Hem kürkünüz yok hem makamınız. Oturun bir köşede başlayın slogan atmaya.
Arada salon basmanın zevkine varın. Sağa sola hava atın bir de kurt yapın yeter.
Aman dikkat edin ihale işine bulaşmayın.
Hem ne var bunda bu kadar büyütecek. Pastanın bir diliminden de onlar yesin.
Büyütmeyin o kadar. Devede kulak misali bu ihale...
Eh artık niçin evetti anladınız umarım? Devletin Türklüğün bekası için değil mi? Neyse ye kürküm ye. Bu devran sizin. Ülkücüler büyüyor bakın. Artık devlet ihalesi alıyor. Kolay iş değil yani. 
Şimdi bu ihaleyi konu etme zamanı mı?
Türkmen katliamı kapıda. Doğu Türkistan'da hürriyet kavgası verenler terörist ilan edildi. Yeni devlet kuruldu. Cumhuriyet değerleri paspas edildi. 
Biz tutuyormuşuz bir ihale. Bu kadar karambolden bir gol sesi gelmeliydi değil mi?
Işte o ses ye kürküm ye olarak duyuldu.
Şu kamu-sen üyeleri de kürklerini giyip mülakata gitseler olmaz mıydı? Sahi bu ihale ile mülakat sistemi de düzelir mi dersiniz?
Neyse konumuz sadece fıkra.
Basit sıradan bir Nasreddin Hoca fıkrası. Parayı veren düdüğü çalar hesabı.
Bir yol tutturduk gidiyoruz bakalım. Hak hukuk adalet diye. Bizim cenah bu işi öğreniyor artık. Çıraklık kalfalık bitti şimdi ihalede ustalık dönemi.
Helal olsun bu ihale. Samanyolu Bugün tv kapatılırken polisle karşı karşıya gelmenin ödülü demek.

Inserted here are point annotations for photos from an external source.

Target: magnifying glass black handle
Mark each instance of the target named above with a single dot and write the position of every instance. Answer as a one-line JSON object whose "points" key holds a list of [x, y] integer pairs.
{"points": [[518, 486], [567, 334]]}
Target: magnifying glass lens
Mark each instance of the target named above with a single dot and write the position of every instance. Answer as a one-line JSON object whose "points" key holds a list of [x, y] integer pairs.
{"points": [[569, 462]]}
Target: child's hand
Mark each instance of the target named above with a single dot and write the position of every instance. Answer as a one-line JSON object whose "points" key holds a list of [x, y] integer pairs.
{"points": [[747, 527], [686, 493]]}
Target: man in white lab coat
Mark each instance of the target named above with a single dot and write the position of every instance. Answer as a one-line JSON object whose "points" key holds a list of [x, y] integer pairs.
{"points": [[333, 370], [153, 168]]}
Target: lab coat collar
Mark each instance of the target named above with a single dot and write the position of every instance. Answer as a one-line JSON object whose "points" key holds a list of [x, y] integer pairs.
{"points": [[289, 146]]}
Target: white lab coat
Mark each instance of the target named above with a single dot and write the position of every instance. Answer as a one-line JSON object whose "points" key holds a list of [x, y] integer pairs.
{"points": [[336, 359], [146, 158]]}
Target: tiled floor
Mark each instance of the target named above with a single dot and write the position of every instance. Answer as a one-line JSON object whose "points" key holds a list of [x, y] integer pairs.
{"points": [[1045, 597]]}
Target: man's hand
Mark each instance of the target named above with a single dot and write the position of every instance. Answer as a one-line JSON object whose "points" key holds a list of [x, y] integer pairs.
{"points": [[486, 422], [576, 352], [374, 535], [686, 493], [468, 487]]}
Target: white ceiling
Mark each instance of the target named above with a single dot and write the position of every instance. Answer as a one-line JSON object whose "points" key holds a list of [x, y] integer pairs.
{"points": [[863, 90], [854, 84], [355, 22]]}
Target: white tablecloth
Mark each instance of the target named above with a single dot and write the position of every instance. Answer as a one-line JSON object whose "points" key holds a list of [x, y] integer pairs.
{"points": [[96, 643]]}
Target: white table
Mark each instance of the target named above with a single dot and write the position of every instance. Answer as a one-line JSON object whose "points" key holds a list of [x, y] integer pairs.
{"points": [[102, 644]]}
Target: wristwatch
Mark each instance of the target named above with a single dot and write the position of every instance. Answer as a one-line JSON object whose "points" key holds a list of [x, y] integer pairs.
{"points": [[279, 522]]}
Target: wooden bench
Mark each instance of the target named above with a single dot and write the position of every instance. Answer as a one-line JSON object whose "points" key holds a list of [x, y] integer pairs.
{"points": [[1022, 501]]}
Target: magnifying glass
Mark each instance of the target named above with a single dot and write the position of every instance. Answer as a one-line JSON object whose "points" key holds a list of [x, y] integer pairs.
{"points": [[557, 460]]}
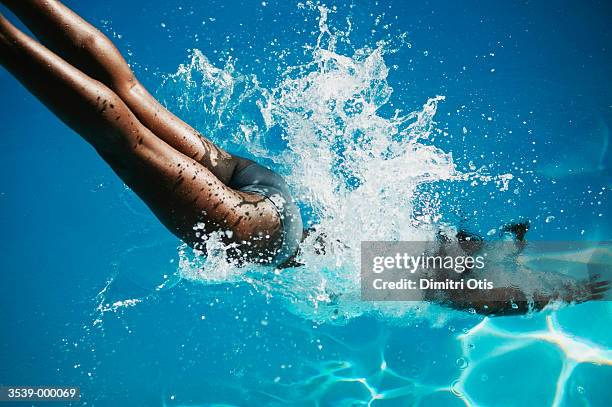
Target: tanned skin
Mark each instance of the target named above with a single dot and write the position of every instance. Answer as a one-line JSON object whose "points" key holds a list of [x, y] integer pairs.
{"points": [[79, 74]]}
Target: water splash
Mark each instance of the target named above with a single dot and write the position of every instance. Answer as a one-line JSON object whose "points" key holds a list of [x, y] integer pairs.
{"points": [[355, 169]]}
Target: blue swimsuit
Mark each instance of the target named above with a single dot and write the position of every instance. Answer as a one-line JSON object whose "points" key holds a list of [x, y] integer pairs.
{"points": [[255, 178]]}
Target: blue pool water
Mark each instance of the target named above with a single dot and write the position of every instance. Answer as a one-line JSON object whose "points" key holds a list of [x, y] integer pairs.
{"points": [[388, 119]]}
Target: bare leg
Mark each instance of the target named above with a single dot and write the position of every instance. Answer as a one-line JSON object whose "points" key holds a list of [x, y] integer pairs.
{"points": [[89, 50], [179, 190]]}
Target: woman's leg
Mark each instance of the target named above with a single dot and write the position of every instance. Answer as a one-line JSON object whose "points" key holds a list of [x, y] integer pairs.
{"points": [[89, 50], [179, 190]]}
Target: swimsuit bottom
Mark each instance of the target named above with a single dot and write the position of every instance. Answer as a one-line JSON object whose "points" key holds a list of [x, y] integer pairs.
{"points": [[255, 178]]}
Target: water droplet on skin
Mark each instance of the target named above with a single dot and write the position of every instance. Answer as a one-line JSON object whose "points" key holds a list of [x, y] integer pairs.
{"points": [[461, 363]]}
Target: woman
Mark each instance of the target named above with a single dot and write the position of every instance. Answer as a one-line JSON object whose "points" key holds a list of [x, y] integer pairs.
{"points": [[183, 177], [194, 187]]}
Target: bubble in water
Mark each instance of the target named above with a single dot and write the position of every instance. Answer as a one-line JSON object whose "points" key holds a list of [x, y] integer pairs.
{"points": [[462, 363], [356, 167]]}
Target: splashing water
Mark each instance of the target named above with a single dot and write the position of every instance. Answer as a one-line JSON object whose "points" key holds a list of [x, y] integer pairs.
{"points": [[355, 171]]}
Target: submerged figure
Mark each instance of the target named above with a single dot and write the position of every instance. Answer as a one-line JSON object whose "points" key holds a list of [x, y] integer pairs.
{"points": [[194, 187], [182, 176]]}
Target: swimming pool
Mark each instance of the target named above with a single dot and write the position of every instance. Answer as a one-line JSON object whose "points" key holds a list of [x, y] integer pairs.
{"points": [[388, 119]]}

Hoca bir fıkra söylemiş biz de nerelere gittik. Aman Hoca'm yaman Hoca'm sen neymiş be Hoca'm.
Akşehir'in beyleri Hoca'yı yemeğe davet etmişler. Hoca nereden bilsin; davete, günlük kıyafetiyle katılmış. Katılmış ama ne hoş geldin, ne sefa getirdin diyen var. Herkes, allı pullu kıyafetlilere el pençe duruyormuş. Hoca, bir koşu evine giderek, sandıktaki işlemeli kürkünü giyip yemeğe geri dönmüş. Az evvel hoş geldin bile demeyenler, önünde yerlere kadar eğilmişler. Hoca'yı, yere göğe sığdıramayıp başköşeye oturtmuşlar. Kuzunun en hasını önüne koymuşlar. Herkes Hoca'nın yemeğe başlamasını bekliyormuş. Hoca, bir taraftan kürkünün kolunu sofrada sallamaya, bir taraftan da "Ye kürküm ye, ye kürküm ye!" demeye başlamış.
– İlahi Hoca, demişler, kürkün yemek yediğini kim görmüş?
Hoca taşı gediğine koymakta gecikmemiş:
– Kürksüz adamdan sayılmadık… İtibarı o gördü, yemeği de o yesin.